Quem seriam esses homens
A deambular pelas ruas?
E tinha medo
Um medo
Que me subia até aos ombros
E se sentava neles.
Espreitava-os
Pela cortina da janela
Falava-se de assaltos
De crimes e outras histórias
Tão falsas
Como a mentira do meu País de então.
Quando surgiam de uma esquina
Era o silêncio que lhes fazia escolta
Ninguém os conhecia
Quais seriam os seus nomes
Teriam mulher
Filhos, pais, família?
Circulavam de porta em porta
A subir, a descer escadas
De mão estendida, num acanhamento
Onde eu não percebia a mágoa e a revolta.
E nunca vi um gesto, ouvi uma palavra
Dei por alguém que se tivesse aproximado
Daquele grupo de homens
Sem alternativa, sem outra condição
A não ser a de pedir, estender a mão
A quem por vezes nada tinha.
Caminheiros do desamparo, da solidão
Oh! donos de tão grande pobreza
Passaram tantos anos…
Tempo que me pesa demais no coração
E só hoje acordei neste poema.
Porque hoje sei que a desventura
A falta de trabalho, a fome, a miséria
Os fazia surgir como a formiga
Em tempo (in)certo.
Com que abandono, meu Deus
Com que tristeza
Aqueles passos
Soam de novo aos meus ouvidos.
Nesta hora eu os ouvisse, pressentisse
Pedir-vos-ia perdão
Pela fartura do pão
De tão sobejo para a minha fome
Demasiado para a minha mesa.
Pela bênção de não ter, como vós
De depender da caridade alheia
De não sentir, como vós
O infortúnio de regressar um dia a casa
Ao ponto de partida
À mesma fonte de dor e de destino
Sem nada levar na algibeira
Além do pó da estrada
Do cansaço dos dias
Das horas de lonjura
Das saudades a pulsar nas veias.
Da longa
Da inútil caminhada
Com o fracasso
O receio e a mesma fome
A roer os ossos e as ideias.
Oh!

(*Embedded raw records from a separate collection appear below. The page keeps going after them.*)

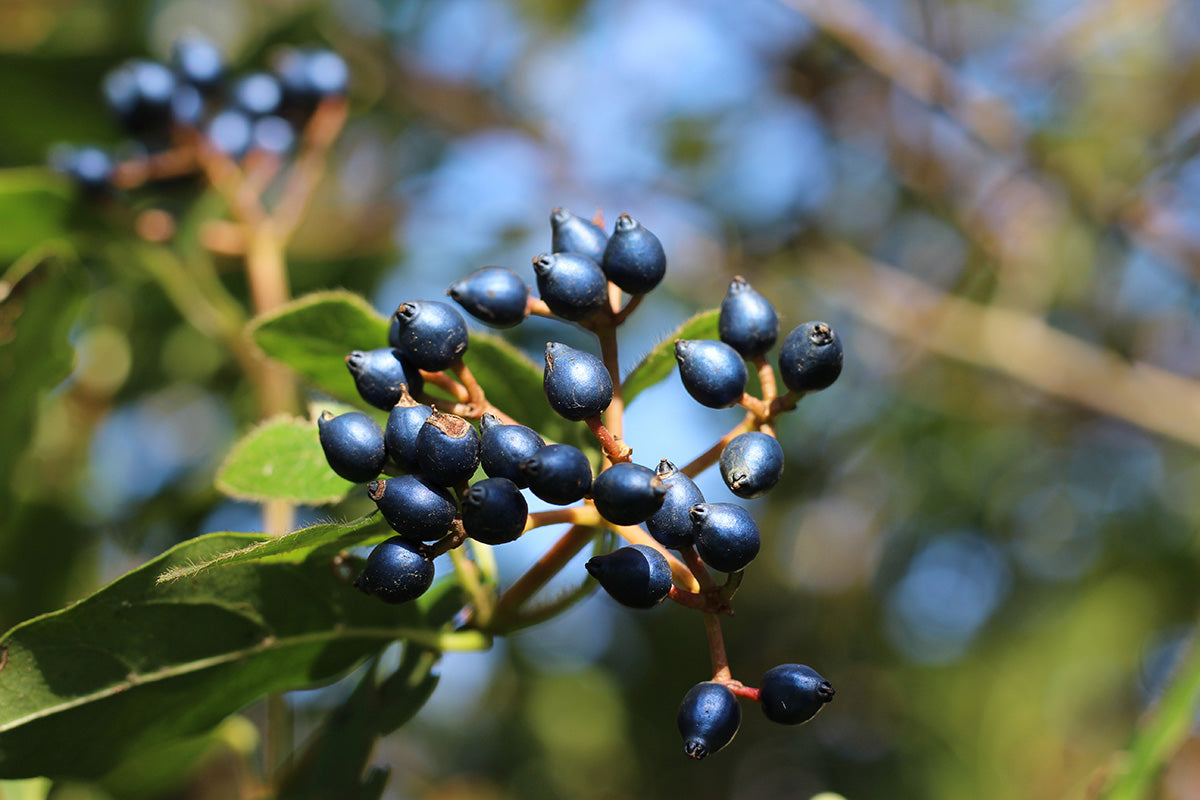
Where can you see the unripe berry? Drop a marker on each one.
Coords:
(793, 693)
(396, 572)
(708, 719)
(751, 464)
(431, 335)
(628, 494)
(576, 383)
(671, 524)
(712, 372)
(810, 359)
(726, 535)
(636, 576)
(353, 445)
(748, 320)
(634, 258)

Alentejo
Que não voltes mais
A meter medo
Às crianças das vilas
Das cidades
Ao deixares partir os teus homens
Dos lugares que amam.
Soledade Martinho Costa
Do livro «Um Piano ao Fim da Tarde»
Edições Sarrabal
Tela: Jaime Martins Barata (pintor alentejano)
(«Ir à «Pida», publicado no meu blogue Sarrabal, recebeu em 2008 o Prémio Dardos, prémio virtual atribuído entre blogueiros, como reconhecimento por transmitir valores culturais, éticos, literários e pessoais,)

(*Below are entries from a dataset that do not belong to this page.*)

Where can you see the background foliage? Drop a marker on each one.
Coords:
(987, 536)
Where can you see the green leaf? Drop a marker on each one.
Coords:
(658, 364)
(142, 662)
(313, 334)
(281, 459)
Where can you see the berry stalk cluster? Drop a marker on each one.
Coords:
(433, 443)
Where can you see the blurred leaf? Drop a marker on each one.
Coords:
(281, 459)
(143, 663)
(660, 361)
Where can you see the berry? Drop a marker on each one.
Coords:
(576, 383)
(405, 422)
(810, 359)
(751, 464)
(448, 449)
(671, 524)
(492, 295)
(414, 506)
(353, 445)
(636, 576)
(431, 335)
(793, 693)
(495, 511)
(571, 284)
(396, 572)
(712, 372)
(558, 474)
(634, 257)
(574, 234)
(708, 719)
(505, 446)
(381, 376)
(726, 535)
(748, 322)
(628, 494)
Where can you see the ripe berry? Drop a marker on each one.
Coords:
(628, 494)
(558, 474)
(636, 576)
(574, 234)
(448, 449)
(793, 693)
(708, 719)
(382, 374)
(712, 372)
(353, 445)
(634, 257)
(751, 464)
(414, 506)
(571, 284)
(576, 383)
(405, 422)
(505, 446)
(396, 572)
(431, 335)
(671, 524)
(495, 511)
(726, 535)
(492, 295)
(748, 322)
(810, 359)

Cá estamos, já chegámos. Voltámos para casa! – chilreiam os pássaros, saudando as árvores do pomar que vão mantendo ainda as suas folhas. E num carinho feito de alvoroço, pousam nos seus ramos em busca do descanso que trará o sono.

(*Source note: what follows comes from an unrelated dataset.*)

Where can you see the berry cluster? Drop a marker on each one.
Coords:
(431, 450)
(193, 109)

Nessa altura, as árvores de folha caduca, dão por si a invejar as árvores de folha perene. Mas não o fazem por mal. Fazem-no por amor. Porque sabem que serão estas a abrigar os pássaros durante o Outono e na Estação seguinte. Os seus troncos vão começar a ficar despidos de folhas. Por isso, as carriças, os picanços, as lavandiscas e os estorninhos só voltarão a adormecer-lhes nos braços alguns meses depois. E enchem-se de saudades. De longe, conhecem elas que no segredo das folhas e à sombra das ramadas é que as aves fazem os ninhos e ensinam aos filhos a liberdade das asas no primeiro voo.
Vestidas, vão permanecer as laranjeiras, as nespereiras, os limoeiros, as tangerineiras… E, lá em baixo, ao rés da praia, os pinheiros de agulhas finas. Daqui em diante, serão esses os ramos escolhidos pelos pássaros para se protegerem do frio e da chuva. Mas os lugres, os pardais e os piscos, também irão procurar os telhados das casas e dos celeiros, para se abrigarem sob as telhas que o Sol aquece para eles, por ser seu amigo.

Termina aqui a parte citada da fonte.